Enviada em 28/04/2018

Perfeição dolorosa

Pode-se afirmar, em razão de que desde o surgimento do padrão de beleza na Grécia Antiga, este ainda se consolida nos dias de hoje. Em vista disso, pode-se ter como exemplo a Marilyn Monroe sendo a representação do paradigma da perfeição ocidental nos anos 1940, que, diferente do atual, exibia seu corpo voluptuoso por meio do cinema. Entretanto na atualidade, se predomina um rígido culto à magreza inalcançável que atua simultaneamente com a ascensão de empreendimentos, sendo necessária a análise a respeito de suas particularidades e efeitos na sociedade contemporânea.                      É evidente que a mídia possui um papel preponderante na difusão e imposição de modelos sublimes de beleza na sociedade vigente através da vulgarização de propagandas das indústrias dietéticas, cosméticas, franquias de academias e clínicas de estética e cirurgias plásticas, tudo facilitado com o auxílio da globalização. Outrossim, o uso abundante de recursos de manipulação de imagem pelos meios de comunicação, como softwares de edição, favorece a projeção de modelos, principalmente femininos, utópicos. No contemporâneo, essa representação feminina convencional está muito presente nas revistas, novelas e comerciais, por exemplo. Ademais, a imprensa, através de artigos e tutoriais, instrui o indivíduo em como ele pode se adequar a específicos moldes.
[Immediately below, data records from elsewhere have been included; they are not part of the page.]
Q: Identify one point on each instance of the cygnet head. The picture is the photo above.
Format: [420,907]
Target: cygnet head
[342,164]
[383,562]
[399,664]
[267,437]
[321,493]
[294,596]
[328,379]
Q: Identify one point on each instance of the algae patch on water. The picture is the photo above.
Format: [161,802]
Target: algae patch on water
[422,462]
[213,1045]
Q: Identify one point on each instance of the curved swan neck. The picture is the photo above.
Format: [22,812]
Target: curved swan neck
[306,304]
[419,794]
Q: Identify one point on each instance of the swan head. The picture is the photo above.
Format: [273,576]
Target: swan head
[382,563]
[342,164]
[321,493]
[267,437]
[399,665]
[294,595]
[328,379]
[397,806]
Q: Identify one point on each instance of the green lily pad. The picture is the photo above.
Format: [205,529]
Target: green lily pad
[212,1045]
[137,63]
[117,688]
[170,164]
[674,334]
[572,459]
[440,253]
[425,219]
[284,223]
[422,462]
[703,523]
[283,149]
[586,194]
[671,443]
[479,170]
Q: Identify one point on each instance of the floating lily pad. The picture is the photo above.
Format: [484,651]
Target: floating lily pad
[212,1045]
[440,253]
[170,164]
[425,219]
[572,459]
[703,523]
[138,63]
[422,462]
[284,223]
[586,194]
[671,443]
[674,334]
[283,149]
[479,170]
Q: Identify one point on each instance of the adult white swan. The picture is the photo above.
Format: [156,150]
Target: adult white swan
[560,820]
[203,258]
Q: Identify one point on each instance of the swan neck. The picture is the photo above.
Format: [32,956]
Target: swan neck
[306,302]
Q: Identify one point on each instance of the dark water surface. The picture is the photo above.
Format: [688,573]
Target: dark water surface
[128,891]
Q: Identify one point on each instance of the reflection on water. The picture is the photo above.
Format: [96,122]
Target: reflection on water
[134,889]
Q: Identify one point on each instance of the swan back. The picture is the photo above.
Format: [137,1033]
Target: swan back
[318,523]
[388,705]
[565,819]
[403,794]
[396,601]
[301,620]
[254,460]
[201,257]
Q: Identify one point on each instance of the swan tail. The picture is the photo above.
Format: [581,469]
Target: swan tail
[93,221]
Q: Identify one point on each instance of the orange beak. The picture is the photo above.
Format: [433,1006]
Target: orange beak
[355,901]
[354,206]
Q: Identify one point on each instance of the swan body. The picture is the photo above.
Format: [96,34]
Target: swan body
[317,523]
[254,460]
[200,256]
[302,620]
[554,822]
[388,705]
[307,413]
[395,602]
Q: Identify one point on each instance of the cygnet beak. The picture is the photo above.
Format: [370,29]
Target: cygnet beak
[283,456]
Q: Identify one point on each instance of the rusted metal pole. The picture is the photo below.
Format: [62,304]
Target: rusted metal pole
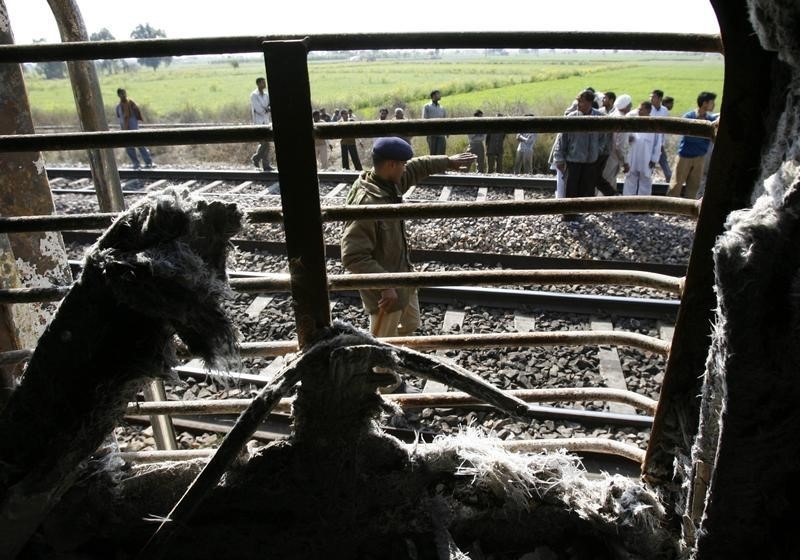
[747,121]
[30,259]
[290,99]
[89,102]
[91,112]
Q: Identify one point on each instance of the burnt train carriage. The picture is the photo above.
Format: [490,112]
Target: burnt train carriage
[752,75]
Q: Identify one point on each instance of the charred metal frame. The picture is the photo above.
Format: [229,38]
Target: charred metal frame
[733,166]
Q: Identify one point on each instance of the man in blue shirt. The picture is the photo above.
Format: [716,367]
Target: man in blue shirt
[692,150]
[129,116]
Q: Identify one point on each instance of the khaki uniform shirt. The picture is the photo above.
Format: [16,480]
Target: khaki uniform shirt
[379,246]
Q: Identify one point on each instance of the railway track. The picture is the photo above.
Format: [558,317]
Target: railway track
[449,310]
[66,180]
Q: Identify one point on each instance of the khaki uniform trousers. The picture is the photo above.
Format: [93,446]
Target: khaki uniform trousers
[397,323]
[689,171]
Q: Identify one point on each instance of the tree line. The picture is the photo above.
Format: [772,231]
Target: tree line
[56,70]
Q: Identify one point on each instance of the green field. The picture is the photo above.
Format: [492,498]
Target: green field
[217,92]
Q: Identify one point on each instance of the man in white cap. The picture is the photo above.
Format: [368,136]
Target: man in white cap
[378,246]
[643,153]
[618,150]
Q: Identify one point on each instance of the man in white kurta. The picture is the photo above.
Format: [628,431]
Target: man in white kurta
[644,149]
[619,143]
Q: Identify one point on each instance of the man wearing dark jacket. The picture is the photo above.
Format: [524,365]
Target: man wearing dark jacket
[380,246]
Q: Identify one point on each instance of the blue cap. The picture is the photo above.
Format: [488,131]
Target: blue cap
[392,148]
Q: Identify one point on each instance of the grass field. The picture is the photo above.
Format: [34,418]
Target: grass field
[218,92]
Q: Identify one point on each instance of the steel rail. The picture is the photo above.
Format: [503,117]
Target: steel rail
[551,301]
[88,50]
[504,260]
[280,283]
[343,282]
[229,175]
[580,445]
[410,127]
[503,208]
[572,445]
[410,400]
[485,340]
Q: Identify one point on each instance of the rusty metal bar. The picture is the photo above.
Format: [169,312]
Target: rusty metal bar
[89,103]
[12,357]
[751,80]
[502,208]
[164,456]
[573,445]
[274,348]
[290,100]
[414,127]
[576,445]
[411,400]
[683,42]
[33,295]
[19,224]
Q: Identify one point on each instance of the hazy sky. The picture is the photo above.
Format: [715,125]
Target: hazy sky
[32,19]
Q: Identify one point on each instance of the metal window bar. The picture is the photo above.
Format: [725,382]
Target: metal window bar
[660,204]
[575,445]
[345,282]
[411,400]
[413,127]
[87,50]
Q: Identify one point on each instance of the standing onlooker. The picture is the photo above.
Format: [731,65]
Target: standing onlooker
[524,156]
[660,110]
[663,161]
[372,246]
[494,150]
[400,115]
[618,149]
[349,148]
[129,116]
[606,108]
[642,158]
[477,146]
[576,153]
[607,105]
[320,144]
[259,114]
[437,144]
[693,149]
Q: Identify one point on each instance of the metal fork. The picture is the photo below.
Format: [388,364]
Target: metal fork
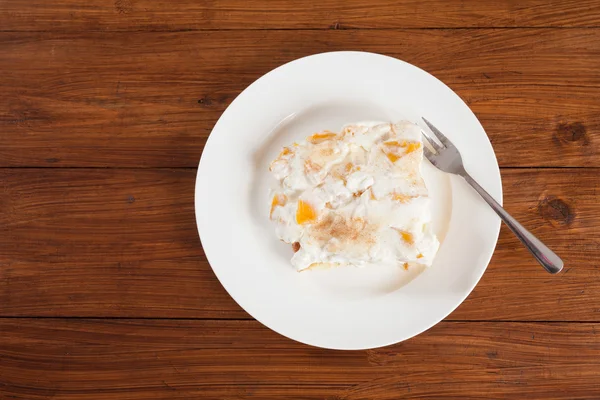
[446,157]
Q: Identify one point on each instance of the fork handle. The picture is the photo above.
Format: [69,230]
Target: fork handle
[546,257]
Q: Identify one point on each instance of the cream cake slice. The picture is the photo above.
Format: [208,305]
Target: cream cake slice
[354,198]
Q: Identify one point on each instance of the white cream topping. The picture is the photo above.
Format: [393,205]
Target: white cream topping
[355,198]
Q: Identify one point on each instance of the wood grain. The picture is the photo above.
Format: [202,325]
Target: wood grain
[123,243]
[150,99]
[127,15]
[170,359]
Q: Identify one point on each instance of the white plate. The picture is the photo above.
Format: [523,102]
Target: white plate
[341,308]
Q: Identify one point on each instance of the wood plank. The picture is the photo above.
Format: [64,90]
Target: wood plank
[78,15]
[170,359]
[150,99]
[123,243]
Sob outra perspectiva, o cidadão, diante desta estipulação, sofre com a cobrança de ser um consumidor desenfreado das companhias beneficiadas com os padrões de beleza, seja fazendo dietas, cirurgias plásticas e exercícios. Além disso, o indivíduo se torna cada vez mais dependente de mecanismos nocivos à sua saúde a fim de cumprir as ordens da ditadura da beleza, visto que é legitimado que mais de dois terços das jovens paulistas são propensas a possuir distúrbios alimentares, tais como anorexia, bulimia e vigorexia. Segundo a Secretaria de Saúde de São Paulo em 2014, a cada dois dias, em média, uma pessoa é internada no SUS (Sistema Único de Saúde) devido a estes transtornos.
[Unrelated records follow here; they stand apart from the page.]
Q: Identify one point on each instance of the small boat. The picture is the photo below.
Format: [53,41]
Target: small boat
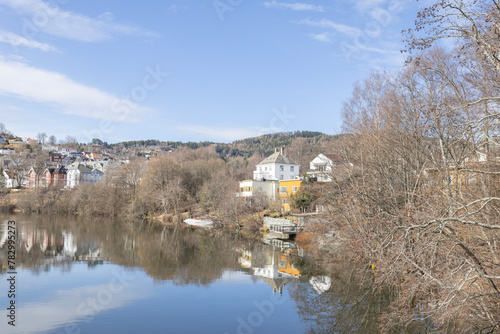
[199,222]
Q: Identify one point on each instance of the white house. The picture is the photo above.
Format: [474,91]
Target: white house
[276,167]
[68,151]
[250,188]
[10,179]
[80,173]
[322,167]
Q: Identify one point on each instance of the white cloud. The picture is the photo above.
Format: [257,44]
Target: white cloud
[222,133]
[16,40]
[324,23]
[58,22]
[323,37]
[21,81]
[294,6]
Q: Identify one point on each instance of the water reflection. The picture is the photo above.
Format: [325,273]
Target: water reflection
[95,254]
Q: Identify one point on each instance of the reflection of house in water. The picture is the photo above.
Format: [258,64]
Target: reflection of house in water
[70,247]
[245,260]
[320,283]
[52,247]
[273,266]
[277,272]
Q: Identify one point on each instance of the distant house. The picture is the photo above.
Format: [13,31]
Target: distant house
[276,167]
[250,188]
[34,179]
[7,151]
[287,189]
[17,144]
[55,176]
[56,157]
[52,148]
[321,167]
[10,179]
[67,151]
[80,173]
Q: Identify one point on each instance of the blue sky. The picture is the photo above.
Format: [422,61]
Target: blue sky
[189,70]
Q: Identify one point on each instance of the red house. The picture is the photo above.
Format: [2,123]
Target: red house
[56,157]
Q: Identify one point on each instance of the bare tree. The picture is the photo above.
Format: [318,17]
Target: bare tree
[52,140]
[42,136]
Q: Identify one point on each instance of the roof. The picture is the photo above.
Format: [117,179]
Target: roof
[334,157]
[277,158]
[85,169]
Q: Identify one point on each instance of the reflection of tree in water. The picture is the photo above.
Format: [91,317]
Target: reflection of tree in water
[165,253]
[350,305]
[346,307]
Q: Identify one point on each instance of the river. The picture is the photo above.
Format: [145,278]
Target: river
[103,276]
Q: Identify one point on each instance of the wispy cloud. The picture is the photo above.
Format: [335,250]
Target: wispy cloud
[222,133]
[323,37]
[58,22]
[16,40]
[367,5]
[24,82]
[294,6]
[324,23]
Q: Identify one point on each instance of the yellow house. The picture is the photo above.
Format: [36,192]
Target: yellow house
[16,144]
[286,190]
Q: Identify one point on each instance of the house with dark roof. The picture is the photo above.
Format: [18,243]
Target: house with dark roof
[321,167]
[276,167]
[81,173]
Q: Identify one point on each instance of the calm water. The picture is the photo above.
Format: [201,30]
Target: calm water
[104,277]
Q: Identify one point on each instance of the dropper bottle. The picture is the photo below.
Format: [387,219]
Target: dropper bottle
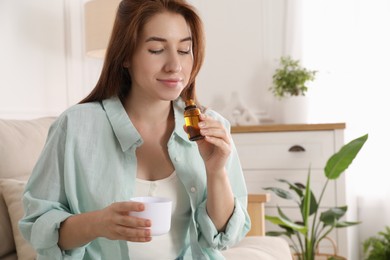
[191,117]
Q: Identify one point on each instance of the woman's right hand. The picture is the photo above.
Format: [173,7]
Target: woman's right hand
[116,224]
[112,222]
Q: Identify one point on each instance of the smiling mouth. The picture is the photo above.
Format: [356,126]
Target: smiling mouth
[170,82]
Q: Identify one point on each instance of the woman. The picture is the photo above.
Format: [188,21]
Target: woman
[126,139]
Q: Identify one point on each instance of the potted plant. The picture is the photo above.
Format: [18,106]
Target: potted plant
[306,233]
[377,247]
[289,86]
[290,78]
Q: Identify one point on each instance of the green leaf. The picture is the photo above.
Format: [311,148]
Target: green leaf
[284,194]
[313,204]
[341,160]
[343,224]
[332,215]
[293,187]
[284,222]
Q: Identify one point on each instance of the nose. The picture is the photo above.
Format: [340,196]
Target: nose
[173,63]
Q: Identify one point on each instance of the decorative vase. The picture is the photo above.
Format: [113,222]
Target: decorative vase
[294,110]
Portanto, é fundamental a participação da mídia na desconstrução destes modelos de beleza através de campanhas virtuais, as quais podem ser criadas pela Secretária Especial de Comunicação Social, a ação deve incentivar a representação da diversidade entre os tipos de corpos. Simultaneamente, é crucial a intervenção do Ministério da Saúde, com um programa que visa a realização de debates e palestras sobre o assunto nas escolas públicas e privadas, por profissionais da área de nutrição e psicologia, para assim, orientar os jovens sobre os riscos de certas práticas que visam ao corpo “ideal”. Afinal, é importante que todos consigam entender que a estética não define o caráter pessoal, e assim como dizia Fernando Pessoa “Definir o belo é não o compreender”.